With limited city resources, McCorkell said parents must be vigilant in public spaces. He said proper disposal of discarded sharps is already part of daily park maintenance, noting staff have been advised to give an extra sweep of playgrounds.

Related: Police issue warning after baby finds suspected drugs in park

However, he noted limited resources and challenges with extra cleaning during the COVID-19 pandemic. McCorkell explained a four-person crew cleans the city’s public washrooms seven days a week, with the goal of attending each one twice per day. That crew also looks after 300 garbage bins.

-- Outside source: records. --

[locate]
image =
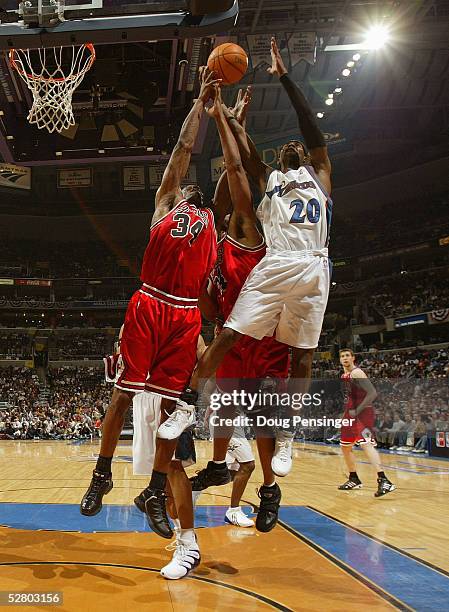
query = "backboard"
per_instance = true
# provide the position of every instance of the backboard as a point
(112, 21)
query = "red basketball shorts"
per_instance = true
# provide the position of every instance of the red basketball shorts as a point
(158, 346)
(362, 429)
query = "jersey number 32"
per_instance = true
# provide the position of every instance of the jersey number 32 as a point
(185, 227)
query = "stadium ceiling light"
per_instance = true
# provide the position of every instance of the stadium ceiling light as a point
(376, 37)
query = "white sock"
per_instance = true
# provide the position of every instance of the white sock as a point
(188, 537)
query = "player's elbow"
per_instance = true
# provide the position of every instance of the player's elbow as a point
(185, 145)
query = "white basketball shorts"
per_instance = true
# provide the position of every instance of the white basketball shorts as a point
(285, 294)
(146, 417)
(239, 450)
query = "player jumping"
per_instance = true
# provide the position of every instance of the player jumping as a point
(359, 396)
(286, 293)
(249, 359)
(161, 332)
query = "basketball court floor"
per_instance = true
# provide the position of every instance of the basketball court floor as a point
(332, 549)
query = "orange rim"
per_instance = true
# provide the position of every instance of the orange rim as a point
(33, 77)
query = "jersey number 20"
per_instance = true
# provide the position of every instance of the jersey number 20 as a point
(313, 211)
(184, 227)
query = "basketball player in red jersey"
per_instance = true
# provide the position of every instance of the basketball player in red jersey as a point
(241, 249)
(161, 329)
(287, 291)
(359, 395)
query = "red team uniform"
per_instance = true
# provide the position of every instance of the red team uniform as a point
(248, 358)
(163, 321)
(361, 431)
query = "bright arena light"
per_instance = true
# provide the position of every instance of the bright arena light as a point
(376, 37)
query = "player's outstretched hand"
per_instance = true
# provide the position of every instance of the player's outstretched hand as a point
(277, 63)
(217, 107)
(240, 109)
(208, 82)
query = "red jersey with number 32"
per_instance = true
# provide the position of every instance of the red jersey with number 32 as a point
(353, 394)
(181, 252)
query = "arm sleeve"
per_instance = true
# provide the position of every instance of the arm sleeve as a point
(307, 123)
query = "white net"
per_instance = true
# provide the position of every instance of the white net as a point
(52, 75)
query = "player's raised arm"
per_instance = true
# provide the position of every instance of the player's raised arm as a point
(180, 158)
(243, 218)
(312, 134)
(252, 162)
(222, 205)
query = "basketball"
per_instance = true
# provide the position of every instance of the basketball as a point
(229, 62)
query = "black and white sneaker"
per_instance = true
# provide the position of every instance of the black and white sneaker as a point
(351, 484)
(100, 485)
(270, 500)
(185, 559)
(152, 503)
(384, 486)
(212, 476)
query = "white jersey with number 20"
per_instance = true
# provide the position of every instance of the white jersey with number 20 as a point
(295, 212)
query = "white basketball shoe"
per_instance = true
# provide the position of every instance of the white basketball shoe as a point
(185, 558)
(236, 516)
(180, 419)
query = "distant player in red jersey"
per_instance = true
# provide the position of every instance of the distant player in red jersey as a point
(160, 336)
(241, 249)
(359, 395)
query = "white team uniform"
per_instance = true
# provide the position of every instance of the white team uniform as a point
(286, 293)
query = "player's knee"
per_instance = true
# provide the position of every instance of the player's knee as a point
(176, 466)
(248, 467)
(121, 401)
(302, 355)
(228, 337)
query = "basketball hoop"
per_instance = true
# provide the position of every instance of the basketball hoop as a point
(52, 75)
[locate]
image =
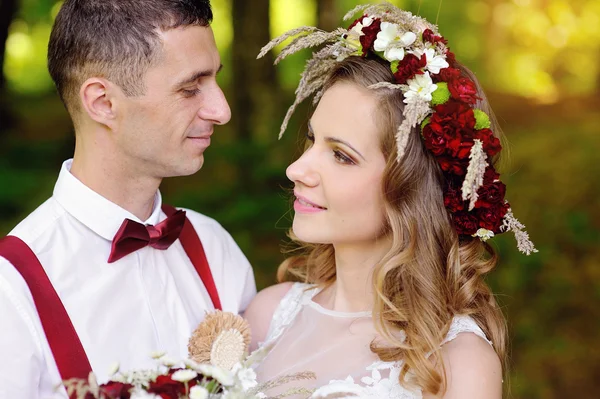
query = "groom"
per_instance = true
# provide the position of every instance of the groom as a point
(103, 271)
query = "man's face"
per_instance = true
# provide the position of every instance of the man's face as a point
(165, 131)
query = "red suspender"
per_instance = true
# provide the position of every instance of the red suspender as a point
(195, 251)
(68, 352)
(70, 357)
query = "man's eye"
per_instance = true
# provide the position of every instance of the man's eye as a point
(191, 92)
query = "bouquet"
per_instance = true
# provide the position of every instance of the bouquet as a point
(218, 368)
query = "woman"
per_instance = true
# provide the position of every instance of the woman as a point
(395, 197)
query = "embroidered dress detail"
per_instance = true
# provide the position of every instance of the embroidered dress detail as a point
(335, 345)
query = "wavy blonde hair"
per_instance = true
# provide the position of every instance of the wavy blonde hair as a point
(429, 274)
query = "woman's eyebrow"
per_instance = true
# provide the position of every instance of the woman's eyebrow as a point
(336, 140)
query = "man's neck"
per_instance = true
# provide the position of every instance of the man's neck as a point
(116, 181)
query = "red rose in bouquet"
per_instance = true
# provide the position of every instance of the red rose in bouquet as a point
(410, 66)
(440, 139)
(463, 89)
(116, 390)
(167, 388)
(453, 200)
(453, 165)
(465, 223)
(491, 195)
(491, 144)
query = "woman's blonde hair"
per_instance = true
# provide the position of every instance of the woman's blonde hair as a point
(430, 273)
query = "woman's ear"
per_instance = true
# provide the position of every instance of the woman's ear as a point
(98, 102)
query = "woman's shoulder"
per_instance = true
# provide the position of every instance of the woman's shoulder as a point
(472, 367)
(262, 308)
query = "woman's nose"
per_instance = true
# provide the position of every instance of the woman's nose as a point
(303, 171)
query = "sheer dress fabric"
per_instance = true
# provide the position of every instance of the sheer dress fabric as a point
(304, 336)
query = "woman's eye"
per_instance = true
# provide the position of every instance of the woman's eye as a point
(310, 136)
(191, 92)
(343, 158)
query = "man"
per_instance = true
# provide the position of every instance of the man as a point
(97, 274)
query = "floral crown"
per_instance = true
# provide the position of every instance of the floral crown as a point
(438, 97)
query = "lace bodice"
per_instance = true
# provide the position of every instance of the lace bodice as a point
(303, 336)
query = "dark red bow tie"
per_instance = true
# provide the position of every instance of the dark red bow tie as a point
(133, 235)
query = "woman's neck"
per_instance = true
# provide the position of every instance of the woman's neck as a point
(353, 288)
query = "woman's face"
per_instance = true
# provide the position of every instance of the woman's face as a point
(338, 179)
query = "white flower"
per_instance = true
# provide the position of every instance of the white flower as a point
(224, 377)
(434, 62)
(247, 378)
(157, 354)
(391, 42)
(114, 369)
(484, 234)
(198, 392)
(420, 87)
(168, 361)
(184, 375)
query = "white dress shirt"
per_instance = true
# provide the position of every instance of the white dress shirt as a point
(150, 300)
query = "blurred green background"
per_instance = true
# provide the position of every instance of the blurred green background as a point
(539, 63)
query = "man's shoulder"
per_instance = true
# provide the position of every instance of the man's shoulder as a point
(200, 220)
(42, 220)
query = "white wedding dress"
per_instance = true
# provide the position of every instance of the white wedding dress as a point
(304, 336)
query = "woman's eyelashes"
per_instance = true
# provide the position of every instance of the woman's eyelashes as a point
(338, 154)
(343, 158)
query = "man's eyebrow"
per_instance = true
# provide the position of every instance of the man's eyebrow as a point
(336, 140)
(200, 74)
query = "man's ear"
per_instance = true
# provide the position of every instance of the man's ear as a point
(97, 97)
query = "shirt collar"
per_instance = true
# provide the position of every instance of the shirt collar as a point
(93, 210)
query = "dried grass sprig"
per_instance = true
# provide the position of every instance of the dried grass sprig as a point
(475, 172)
(414, 113)
(314, 39)
(280, 39)
(510, 223)
(387, 85)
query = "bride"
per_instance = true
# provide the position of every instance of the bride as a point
(395, 197)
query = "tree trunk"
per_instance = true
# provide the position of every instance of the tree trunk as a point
(256, 90)
(8, 8)
(327, 13)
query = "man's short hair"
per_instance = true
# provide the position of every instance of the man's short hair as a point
(114, 39)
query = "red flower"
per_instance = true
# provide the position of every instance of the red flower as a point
(370, 35)
(465, 223)
(453, 200)
(490, 175)
(463, 89)
(116, 390)
(491, 144)
(430, 37)
(440, 139)
(453, 165)
(447, 74)
(491, 195)
(410, 66)
(167, 388)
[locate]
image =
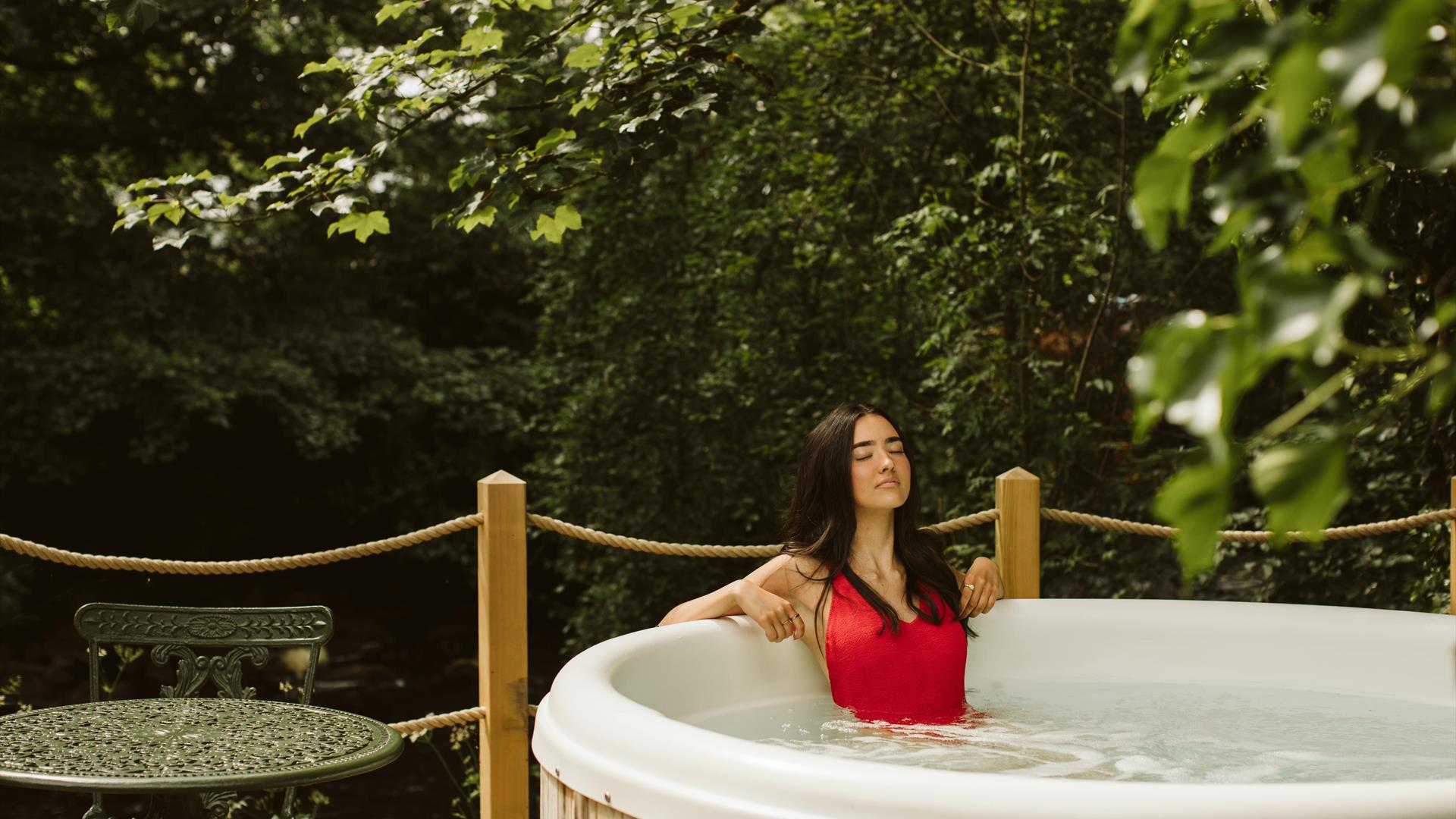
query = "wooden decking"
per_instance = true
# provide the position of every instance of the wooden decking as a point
(560, 802)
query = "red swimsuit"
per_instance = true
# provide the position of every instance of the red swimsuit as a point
(913, 676)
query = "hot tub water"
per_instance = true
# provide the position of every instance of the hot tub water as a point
(1133, 732)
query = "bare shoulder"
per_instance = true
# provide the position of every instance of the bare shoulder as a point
(789, 575)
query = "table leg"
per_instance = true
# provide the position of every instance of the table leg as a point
(96, 811)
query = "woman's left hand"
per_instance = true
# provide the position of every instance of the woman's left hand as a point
(986, 580)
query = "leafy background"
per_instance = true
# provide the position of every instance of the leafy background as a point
(711, 223)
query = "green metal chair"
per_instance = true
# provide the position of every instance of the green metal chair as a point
(177, 632)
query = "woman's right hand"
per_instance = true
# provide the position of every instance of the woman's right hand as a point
(772, 613)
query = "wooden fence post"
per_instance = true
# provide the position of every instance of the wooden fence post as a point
(1018, 532)
(501, 594)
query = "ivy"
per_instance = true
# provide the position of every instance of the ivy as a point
(1289, 126)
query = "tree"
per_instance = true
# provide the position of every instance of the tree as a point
(1329, 136)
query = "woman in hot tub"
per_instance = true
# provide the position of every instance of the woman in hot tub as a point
(886, 615)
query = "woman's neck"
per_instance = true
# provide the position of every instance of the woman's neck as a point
(874, 547)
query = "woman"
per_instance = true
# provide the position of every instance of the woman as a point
(856, 576)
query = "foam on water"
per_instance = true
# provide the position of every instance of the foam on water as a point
(1147, 732)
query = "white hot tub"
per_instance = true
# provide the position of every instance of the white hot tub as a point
(623, 725)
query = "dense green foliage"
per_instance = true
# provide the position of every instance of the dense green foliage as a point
(710, 224)
(1313, 120)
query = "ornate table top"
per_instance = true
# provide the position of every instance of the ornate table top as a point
(188, 745)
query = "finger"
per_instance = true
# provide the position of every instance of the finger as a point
(783, 629)
(770, 629)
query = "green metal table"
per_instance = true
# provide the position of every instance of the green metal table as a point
(188, 745)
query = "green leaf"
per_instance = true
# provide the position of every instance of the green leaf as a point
(701, 104)
(363, 224)
(1443, 384)
(554, 228)
(1327, 172)
(294, 156)
(1302, 483)
(1161, 183)
(683, 14)
(551, 140)
(303, 127)
(1294, 83)
(584, 55)
(481, 39)
(484, 216)
(1196, 500)
(334, 64)
(394, 11)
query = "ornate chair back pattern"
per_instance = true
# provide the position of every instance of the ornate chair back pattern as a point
(174, 632)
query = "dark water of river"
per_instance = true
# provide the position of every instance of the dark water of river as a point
(403, 646)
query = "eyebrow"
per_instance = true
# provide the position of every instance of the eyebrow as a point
(892, 439)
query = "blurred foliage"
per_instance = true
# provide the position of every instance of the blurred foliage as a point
(912, 203)
(558, 96)
(1324, 134)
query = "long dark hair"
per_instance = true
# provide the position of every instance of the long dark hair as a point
(820, 522)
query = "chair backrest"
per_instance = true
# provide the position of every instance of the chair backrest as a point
(174, 632)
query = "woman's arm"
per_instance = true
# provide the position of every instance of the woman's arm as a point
(748, 596)
(986, 577)
(723, 602)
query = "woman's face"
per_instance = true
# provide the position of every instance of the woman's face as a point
(878, 468)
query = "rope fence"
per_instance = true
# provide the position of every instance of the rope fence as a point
(218, 567)
(650, 547)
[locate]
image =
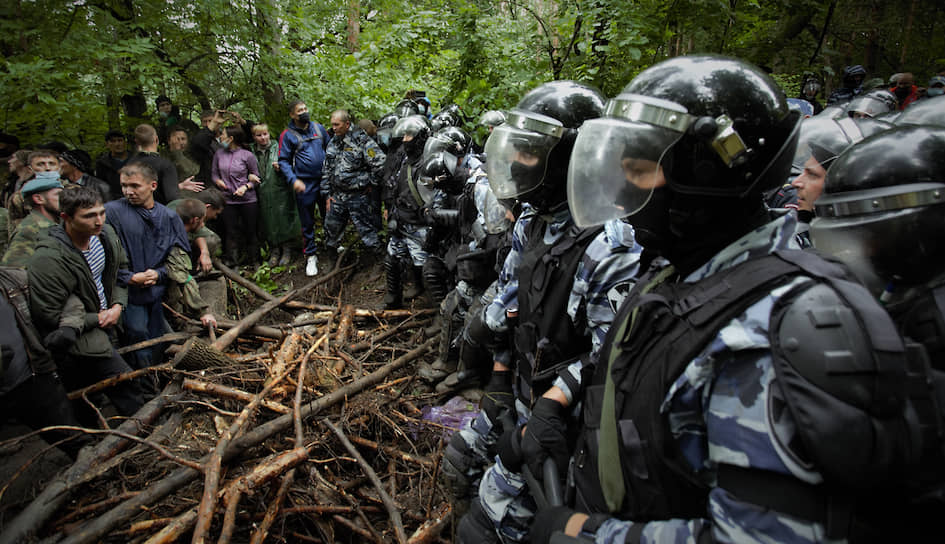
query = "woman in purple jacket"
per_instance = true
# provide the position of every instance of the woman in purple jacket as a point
(236, 172)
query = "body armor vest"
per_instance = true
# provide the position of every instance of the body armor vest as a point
(545, 338)
(405, 198)
(663, 325)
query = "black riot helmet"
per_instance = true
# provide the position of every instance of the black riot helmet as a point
(853, 76)
(385, 128)
(492, 118)
(710, 132)
(440, 170)
(930, 111)
(529, 153)
(882, 209)
(872, 103)
(414, 131)
(406, 107)
(450, 116)
(824, 138)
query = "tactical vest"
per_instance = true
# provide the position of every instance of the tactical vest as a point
(407, 199)
(545, 339)
(15, 288)
(666, 324)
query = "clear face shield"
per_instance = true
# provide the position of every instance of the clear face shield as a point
(616, 162)
(518, 152)
(384, 136)
(811, 88)
(437, 143)
(409, 126)
(823, 138)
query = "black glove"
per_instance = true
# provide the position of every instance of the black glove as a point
(548, 521)
(61, 339)
(509, 449)
(545, 436)
(6, 357)
(498, 395)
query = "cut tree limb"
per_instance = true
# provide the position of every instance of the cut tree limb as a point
(392, 509)
(97, 528)
(38, 512)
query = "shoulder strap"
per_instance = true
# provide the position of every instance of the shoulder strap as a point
(413, 186)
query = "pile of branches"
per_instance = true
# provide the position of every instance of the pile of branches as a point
(314, 436)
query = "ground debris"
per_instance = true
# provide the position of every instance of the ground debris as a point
(272, 430)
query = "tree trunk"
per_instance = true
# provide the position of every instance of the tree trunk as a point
(354, 24)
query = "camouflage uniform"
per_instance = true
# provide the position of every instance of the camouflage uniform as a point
(604, 277)
(183, 293)
(4, 230)
(24, 240)
(718, 412)
(352, 169)
(214, 244)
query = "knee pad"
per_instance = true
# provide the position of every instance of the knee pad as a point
(475, 527)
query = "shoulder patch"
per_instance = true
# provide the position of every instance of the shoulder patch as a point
(617, 294)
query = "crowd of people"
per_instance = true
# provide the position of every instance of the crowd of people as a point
(698, 311)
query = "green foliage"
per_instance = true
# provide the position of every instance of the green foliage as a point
(71, 70)
(263, 275)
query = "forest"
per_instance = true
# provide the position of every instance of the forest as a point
(74, 69)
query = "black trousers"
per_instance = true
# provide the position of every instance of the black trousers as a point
(41, 402)
(78, 372)
(240, 222)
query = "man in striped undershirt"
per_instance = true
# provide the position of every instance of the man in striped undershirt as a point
(82, 257)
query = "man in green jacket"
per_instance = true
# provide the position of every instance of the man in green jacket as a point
(42, 194)
(82, 257)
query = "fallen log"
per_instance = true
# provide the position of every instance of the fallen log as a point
(260, 475)
(230, 393)
(38, 512)
(169, 337)
(211, 484)
(230, 336)
(393, 452)
(431, 528)
(392, 509)
(97, 528)
(364, 344)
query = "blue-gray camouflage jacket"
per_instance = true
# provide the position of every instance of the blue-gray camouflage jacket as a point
(352, 162)
(718, 413)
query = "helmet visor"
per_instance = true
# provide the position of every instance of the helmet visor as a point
(409, 126)
(614, 168)
(824, 139)
(518, 152)
(437, 143)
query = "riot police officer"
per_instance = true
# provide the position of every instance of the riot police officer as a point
(710, 415)
(871, 211)
(545, 277)
(407, 222)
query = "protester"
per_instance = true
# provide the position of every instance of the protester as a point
(236, 173)
(83, 257)
(301, 158)
(277, 209)
(147, 231)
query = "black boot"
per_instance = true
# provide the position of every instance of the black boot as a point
(417, 288)
(394, 298)
(435, 281)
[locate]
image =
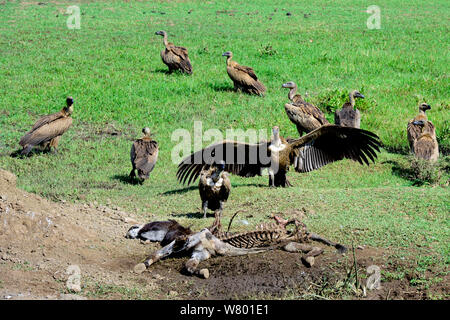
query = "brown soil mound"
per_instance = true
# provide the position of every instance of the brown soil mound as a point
(40, 239)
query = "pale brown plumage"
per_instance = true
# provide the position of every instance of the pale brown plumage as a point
(214, 187)
(244, 78)
(349, 116)
(176, 58)
(304, 115)
(47, 131)
(324, 145)
(414, 129)
(422, 136)
(143, 154)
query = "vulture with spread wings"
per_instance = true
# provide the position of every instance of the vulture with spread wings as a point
(47, 131)
(324, 145)
(176, 58)
(244, 78)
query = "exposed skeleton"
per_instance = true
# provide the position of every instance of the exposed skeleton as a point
(214, 242)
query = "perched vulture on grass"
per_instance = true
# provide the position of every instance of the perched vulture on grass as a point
(304, 115)
(324, 145)
(244, 78)
(348, 116)
(144, 154)
(214, 187)
(422, 136)
(176, 58)
(47, 131)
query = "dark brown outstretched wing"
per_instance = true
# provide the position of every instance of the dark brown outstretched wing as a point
(144, 154)
(242, 159)
(331, 143)
(46, 131)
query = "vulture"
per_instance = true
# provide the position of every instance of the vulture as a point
(422, 136)
(47, 131)
(244, 78)
(214, 186)
(144, 154)
(160, 231)
(176, 58)
(304, 115)
(415, 126)
(324, 145)
(348, 116)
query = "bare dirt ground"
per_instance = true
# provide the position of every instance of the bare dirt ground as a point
(40, 239)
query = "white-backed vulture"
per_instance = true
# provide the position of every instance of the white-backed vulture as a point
(414, 128)
(324, 145)
(425, 146)
(349, 116)
(244, 78)
(47, 131)
(304, 115)
(214, 186)
(176, 58)
(143, 155)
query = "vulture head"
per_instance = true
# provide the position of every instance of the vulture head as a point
(424, 107)
(356, 94)
(146, 131)
(69, 107)
(228, 54)
(133, 232)
(161, 33)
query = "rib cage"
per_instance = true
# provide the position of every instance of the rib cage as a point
(266, 235)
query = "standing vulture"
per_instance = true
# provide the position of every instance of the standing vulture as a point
(415, 126)
(348, 116)
(422, 136)
(304, 115)
(214, 187)
(176, 58)
(47, 131)
(322, 146)
(244, 78)
(144, 154)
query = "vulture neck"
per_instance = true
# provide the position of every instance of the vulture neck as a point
(292, 93)
(352, 100)
(229, 61)
(166, 43)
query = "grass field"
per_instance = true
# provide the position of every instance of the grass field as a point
(112, 68)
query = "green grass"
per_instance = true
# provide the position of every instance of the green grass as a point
(112, 67)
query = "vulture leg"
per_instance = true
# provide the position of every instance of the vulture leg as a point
(281, 180)
(205, 208)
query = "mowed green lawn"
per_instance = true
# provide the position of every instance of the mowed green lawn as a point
(112, 68)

“It’s a fairly significant work load and it’s one where they’re basically having to move quickly,” McCorkell said. “They don’t spend an hour in the park. It’s usually 15 minutes or a half hour, depending on what they find in the washroom.”

McCorkell said bathrooms and garbages are prioritized, with a quick sweep and obvious litter or issues addressed. He stressed that the city has 40-something playgrounds in the community and about 800 hectares of park space — the most park space per capita of any other community in B.C.

McCorkell advised parents to take a look around playgrounds and search for broken glass, drug paraphernalia and other items that may be hazardous. He said parks are closed at 11 p.m., but noted bylaws officers do not monitor them into the night, meaning people still access the space after hours.

McCorkell also advised parents to call the appropriate department — parks, bylaws or RCMP — if something isn’t right. McCorkell noted the mother at McDonald Park called the RCMP and the suspected drugs were taken away. In addition, he noted training available to dispose of discarded sharps and 60-plus available disposal bins.

“Thankfully, we can talk about it from the perspective that we can learn from it,” he said.

RCMP Staff Sgt. Simon Pillay told KTW the substance will not be submitted for testing” because there is no viable investigation remaining.”

However, he added, police are confident the substance inside the package is, indeed, fentanyl, noting court-acknowledged experts examined the package.